Many thanks for your comments John. You'll be pleased to know, a few
weeks ago in a W3C workshop when Tim BL positioned RDF/OWL as THE WAY, I
gave him more than an earful. He was very gracious about it. When we
talked later, he was a bit defensive, but I recognized his sincere
interest in the discussion. (01)
more below ... (02)
John F. Sowa wrote:
> > I've done enough on the owl representation to stimulate
> > discussion and hope you, and all members of the ontolog forum,
> > will have time to comment on this work in progress.
> There is certainly a lot to discuss. That paper by Peirce,
> which he published in 1868, is his first stab at a problem
> that which he continued to discuss, elaborate, and clarify
> over the next 46 years.
> Peirce certainly made a good stab in his first swing, but
> as I replied to Gary, OWL is a very simple language that
> disguises a lot of underlying assumptions in a verbose
> notation. (03)
I hope the CL/KIF representation of the manuscript will serve to
illustrate just that. One of my points to Tim was the importance of
differentiating the reasoning services associated with OWL ( DL
reasoners typically provide classification, realization, satisfaction
and consistency) from other reasoning services (unification, resolution,
skolemization and GMP).

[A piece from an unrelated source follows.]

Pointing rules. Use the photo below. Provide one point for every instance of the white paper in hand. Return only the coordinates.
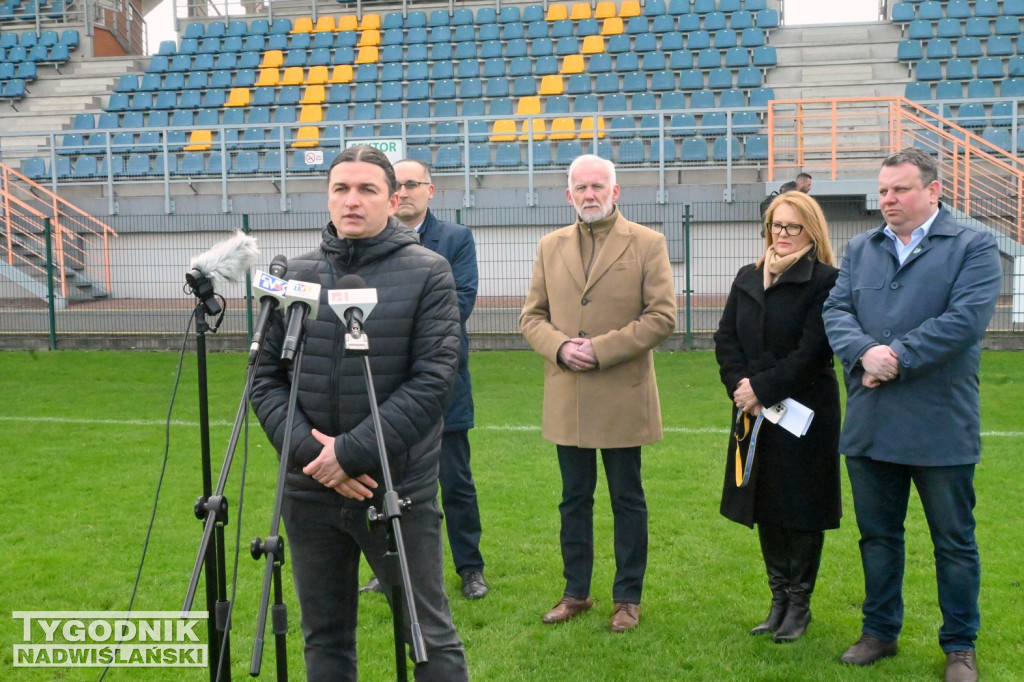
(792, 416)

In addition to your point above, it seems to me
the mismatch between what standard DL reasoning services have to offer
and some naive expectations about THE WAY, is pretty clear. (04)

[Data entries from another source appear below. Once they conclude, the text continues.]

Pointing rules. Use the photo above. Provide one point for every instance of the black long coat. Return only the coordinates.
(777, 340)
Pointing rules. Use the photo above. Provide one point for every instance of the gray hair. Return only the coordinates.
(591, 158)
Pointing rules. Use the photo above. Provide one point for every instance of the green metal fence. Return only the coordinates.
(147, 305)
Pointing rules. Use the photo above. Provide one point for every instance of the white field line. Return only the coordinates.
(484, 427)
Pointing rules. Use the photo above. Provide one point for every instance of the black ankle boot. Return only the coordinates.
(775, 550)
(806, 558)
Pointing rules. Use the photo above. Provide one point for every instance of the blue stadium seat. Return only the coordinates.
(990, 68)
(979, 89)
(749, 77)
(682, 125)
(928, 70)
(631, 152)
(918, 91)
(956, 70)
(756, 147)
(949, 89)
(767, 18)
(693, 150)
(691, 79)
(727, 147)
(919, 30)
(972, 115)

Representing this manuscript in OWL and CL/KIF can serve to better
illustrate these important issues. (05)
> The COE diagram that Pat derived shows the bare
> bones more explicitly, and it makes those uninterpreted
> strings stand out more clearly.
> To illustrate the kinds of problems involved, following is
> a note that I sent to the conceptual graph mailing list.

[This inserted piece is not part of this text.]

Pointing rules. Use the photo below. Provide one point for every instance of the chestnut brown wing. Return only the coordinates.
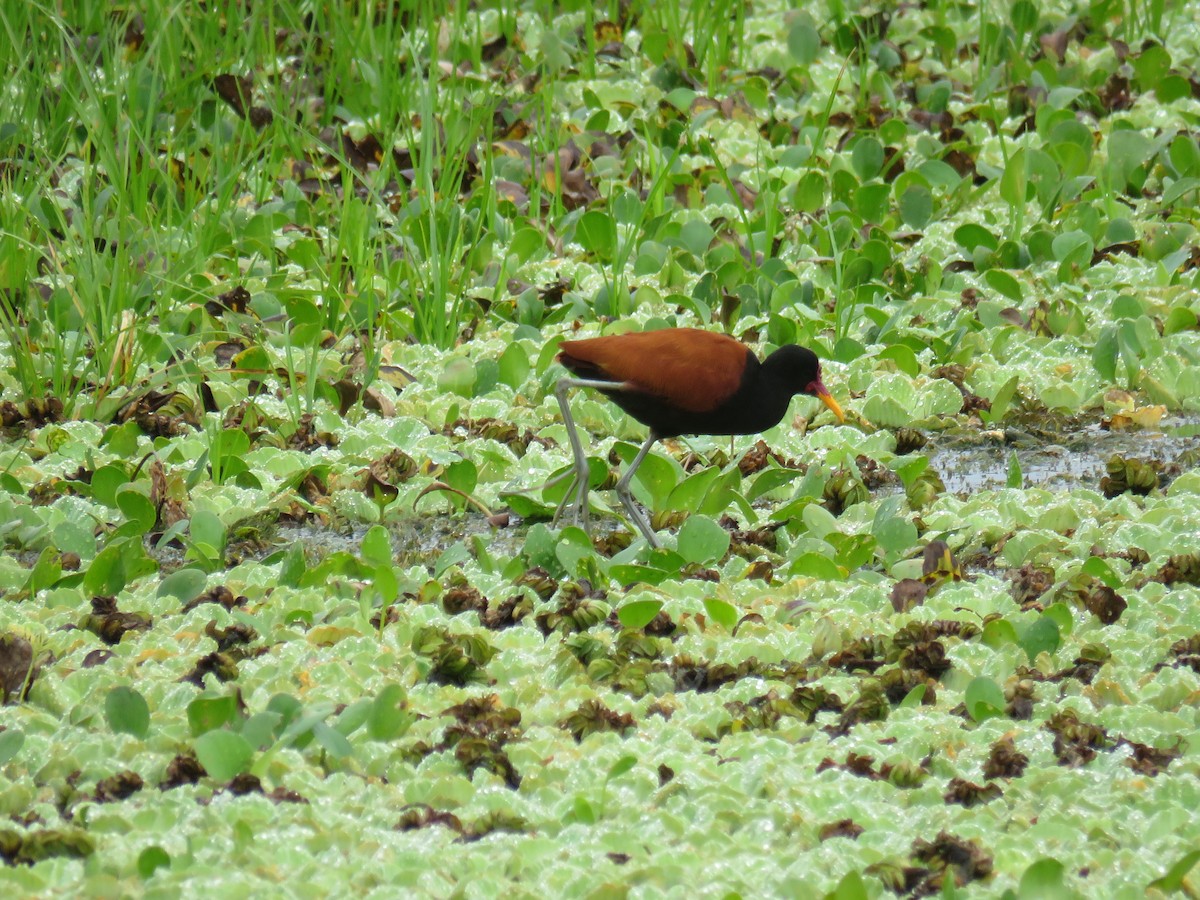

> It illustrates the amount of discussion that can be generated
> by one word, such as 'threaten' or 'to be', or by a seemingly
> simple feature, such as the plural marker '-s'.
> I don't want to shut down discussion, but I just want to point
> out that doing justice to the topic would require an immense
Considering the timeless nature of the challenge, the ontolog forum can
help make our small contribution sustainable by preserving the record of
the debate, in addition to the work products. Looking forward to your
leadership over the next few decades ... (07)
> -------- Original Message --------
> Subject: CogniTextes - Inaugural issue now online
> Date: Sat, 14 Jul 2007 09:02:13 -0400
> From: John F. Sowa <sowa@xxxxxxxxxxx>
> To: cg@xxxxxxxxxxxxxxxxxxxx
> Following is an announcement of a journal on cognitive linguistics,
> the first issue of which is available for a free download:
> This issue has three articles. The first one, which is written
> in English, is about the German word 'drohen' (to threaten),
> its word senses, and how they evolved over time. It illustrates
> the enormous amount of complexity that underlies just a single
> word, how that complexity evolves, and how it can be expressed
> in another language (such as English).
> The second article, written in French, is about the verb 'to be',
> and the third, also in French, is about issues of singulars and
> plurals of nouns. It begins with an English quotation that
> summarizes the following 20+ pages:
> "Number is the most underestimated of the grammatical categories.
> It is deceptively simple, and is much more interesting and varied
> than most linguists realise."
> If anyone still needs more evidence about the complexity of translating
> natural languages to logic or to one another, read articles like these.
> Although I have been arguing in favor of using controlled natural
> languages, I have emphasized that they are *formal* languages that
> abstract from the very much more complex NLs. Translating from
> English to CLCE or ACE requires a reanalysis and reconceptualization
> of the subject that is *identical* to the analysis required for a
> translation to any version of logic or any KR language. It will be
> a long, long time before such a translation can be fully automated.
> The difficulty of translating poetry from one NL to another has led
> many people to observe that doing a "poetic" translation requires a
> translator who is a poet. The translation is actually a recreation
> of a new poem in the target language on the same theme as the poem
> in the source language.
> The same is true of the task of translating any natural language
> to any version of logic (including controlled NLs). The translator
> must have a knowledge of logic that is sufficient to recreate a
> new text in the target language that is on the same theme as the
> original -- even when translating English to controlled English.